Mehmet Bedo'nun gözyaşlarını heybesine doldurup özgürlüğüne veda ederken Hakan, Elif'ten alınan kan örnekleriyle her şeyin ortaya çıkacağını bildiği için korku ve panikle Sultan'a ulaşmaya çalışıyordu. Son birkaç saat içinde gerçekleştirdiği onlarca cevapsız aramalarına bir yenisini daha ekleyeceğini düşünürken genç kadının " Ne var ne oldu yine?" demesi ile bağırmaya başladı." Elinin körü oldu, Yeliz isminde bir doktor geldi. Hastanın on yıldır takibini yapıyormuş, şüphelerinden bahsetti, kan tahlili istedi . "

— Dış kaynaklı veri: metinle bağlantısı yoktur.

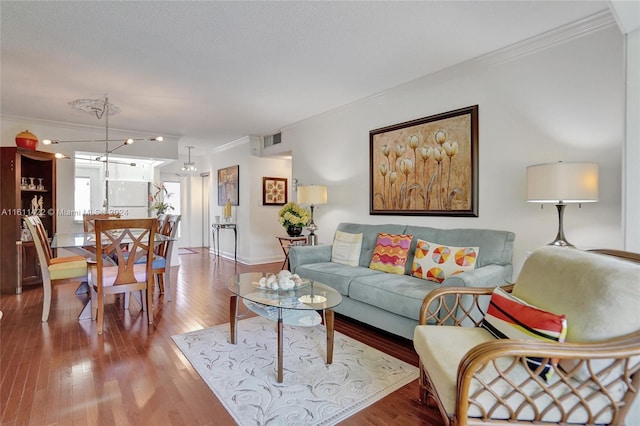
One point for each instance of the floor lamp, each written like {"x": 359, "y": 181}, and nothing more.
{"x": 312, "y": 195}
{"x": 561, "y": 184}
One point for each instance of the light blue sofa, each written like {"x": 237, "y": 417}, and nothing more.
{"x": 392, "y": 302}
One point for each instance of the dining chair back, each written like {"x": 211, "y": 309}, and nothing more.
{"x": 162, "y": 220}
{"x": 162, "y": 259}
{"x": 129, "y": 240}
{"x": 54, "y": 270}
{"x": 88, "y": 220}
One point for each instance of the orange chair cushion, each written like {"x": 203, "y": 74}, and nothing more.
{"x": 67, "y": 267}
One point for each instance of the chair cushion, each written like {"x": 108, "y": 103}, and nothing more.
{"x": 390, "y": 253}
{"x": 511, "y": 318}
{"x": 158, "y": 262}
{"x": 437, "y": 262}
{"x": 441, "y": 348}
{"x": 67, "y": 267}
{"x": 346, "y": 248}
{"x": 111, "y": 272}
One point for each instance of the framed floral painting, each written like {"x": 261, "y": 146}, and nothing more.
{"x": 229, "y": 185}
{"x": 427, "y": 166}
{"x": 274, "y": 191}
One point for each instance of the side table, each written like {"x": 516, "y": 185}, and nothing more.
{"x": 216, "y": 238}
{"x": 286, "y": 243}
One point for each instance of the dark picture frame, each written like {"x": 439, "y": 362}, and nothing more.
{"x": 426, "y": 167}
{"x": 274, "y": 191}
{"x": 229, "y": 185}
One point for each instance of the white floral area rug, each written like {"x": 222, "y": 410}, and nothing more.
{"x": 244, "y": 376}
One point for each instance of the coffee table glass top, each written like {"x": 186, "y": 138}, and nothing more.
{"x": 314, "y": 296}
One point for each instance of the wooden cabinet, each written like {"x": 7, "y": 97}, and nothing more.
{"x": 34, "y": 195}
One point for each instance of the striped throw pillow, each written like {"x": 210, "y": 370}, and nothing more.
{"x": 509, "y": 317}
{"x": 391, "y": 252}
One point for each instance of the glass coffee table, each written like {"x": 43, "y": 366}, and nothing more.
{"x": 298, "y": 307}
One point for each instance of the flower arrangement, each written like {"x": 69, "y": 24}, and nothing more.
{"x": 158, "y": 201}
{"x": 292, "y": 214}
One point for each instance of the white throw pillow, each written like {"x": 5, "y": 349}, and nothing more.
{"x": 346, "y": 248}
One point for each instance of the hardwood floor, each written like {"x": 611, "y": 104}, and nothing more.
{"x": 62, "y": 373}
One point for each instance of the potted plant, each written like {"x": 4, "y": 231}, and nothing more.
{"x": 158, "y": 201}
{"x": 293, "y": 218}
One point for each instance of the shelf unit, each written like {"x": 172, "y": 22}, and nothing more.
{"x": 18, "y": 259}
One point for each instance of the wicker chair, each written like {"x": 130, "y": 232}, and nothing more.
{"x": 475, "y": 379}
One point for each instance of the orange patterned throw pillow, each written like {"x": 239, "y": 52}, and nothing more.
{"x": 437, "y": 262}
{"x": 390, "y": 254}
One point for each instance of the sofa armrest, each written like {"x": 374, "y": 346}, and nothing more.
{"x": 445, "y": 305}
{"x": 603, "y": 382}
{"x": 485, "y": 276}
{"x": 302, "y": 255}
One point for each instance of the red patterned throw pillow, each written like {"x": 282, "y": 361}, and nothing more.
{"x": 391, "y": 252}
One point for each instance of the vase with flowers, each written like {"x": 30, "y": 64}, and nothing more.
{"x": 293, "y": 218}
{"x": 158, "y": 203}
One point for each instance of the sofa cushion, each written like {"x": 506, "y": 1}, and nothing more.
{"x": 346, "y": 248}
{"x": 511, "y": 318}
{"x": 334, "y": 274}
{"x": 369, "y": 237}
{"x": 495, "y": 247}
{"x": 390, "y": 254}
{"x": 437, "y": 262}
{"x": 399, "y": 294}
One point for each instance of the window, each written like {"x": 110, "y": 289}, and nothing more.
{"x": 173, "y": 188}
{"x": 82, "y": 197}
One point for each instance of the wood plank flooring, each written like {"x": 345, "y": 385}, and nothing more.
{"x": 62, "y": 373}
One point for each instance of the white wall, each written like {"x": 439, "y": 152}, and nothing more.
{"x": 257, "y": 224}
{"x": 632, "y": 146}
{"x": 563, "y": 102}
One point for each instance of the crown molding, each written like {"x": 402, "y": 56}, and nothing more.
{"x": 557, "y": 36}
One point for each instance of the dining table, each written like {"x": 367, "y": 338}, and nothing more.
{"x": 81, "y": 243}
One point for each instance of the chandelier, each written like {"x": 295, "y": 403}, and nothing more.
{"x": 100, "y": 108}
{"x": 189, "y": 166}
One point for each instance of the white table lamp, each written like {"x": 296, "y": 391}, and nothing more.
{"x": 312, "y": 195}
{"x": 561, "y": 184}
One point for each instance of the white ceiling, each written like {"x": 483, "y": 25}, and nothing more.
{"x": 214, "y": 72}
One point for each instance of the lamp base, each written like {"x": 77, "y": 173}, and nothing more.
{"x": 312, "y": 239}
{"x": 561, "y": 243}
{"x": 560, "y": 240}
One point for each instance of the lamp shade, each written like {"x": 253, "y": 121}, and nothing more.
{"x": 562, "y": 182}
{"x": 312, "y": 194}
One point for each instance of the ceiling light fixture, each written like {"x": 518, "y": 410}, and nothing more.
{"x": 189, "y": 166}
{"x": 100, "y": 108}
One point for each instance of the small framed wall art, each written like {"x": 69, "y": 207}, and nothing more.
{"x": 426, "y": 167}
{"x": 229, "y": 185}
{"x": 274, "y": 191}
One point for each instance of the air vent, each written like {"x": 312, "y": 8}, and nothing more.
{"x": 271, "y": 140}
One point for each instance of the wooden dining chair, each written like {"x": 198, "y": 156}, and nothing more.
{"x": 162, "y": 258}
{"x": 54, "y": 270}
{"x": 162, "y": 220}
{"x": 129, "y": 240}
{"x": 89, "y": 219}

" Peki sen ne yaptın, kabul mü ettin?"

" Ya ne yapacaktım! Kadın beni hastane polisine gitmekle tehdit etti."

" Allah seni kahretsin aptal herif birde tahlil sonucunu değiştirmekle uğraşacağım sayende. Benden haber bekle.'' Dedikten sonra kapattığı telefonu yatağının üzerine fırlattı. Hacer'i sonsuza dek susturduğundan emin olduktan sonra üzerindeki is lekesinden ve kokusundan kurtulmak için evine gelmişti. Paniğe kapılmamalıydı, Elif ölüm uykusunda, Mehmet karakolda, Hacer ise alevlerin kucağındaydı. Hakan ve Şenol' dan başka ayağına dolaşacak kimse yoktu.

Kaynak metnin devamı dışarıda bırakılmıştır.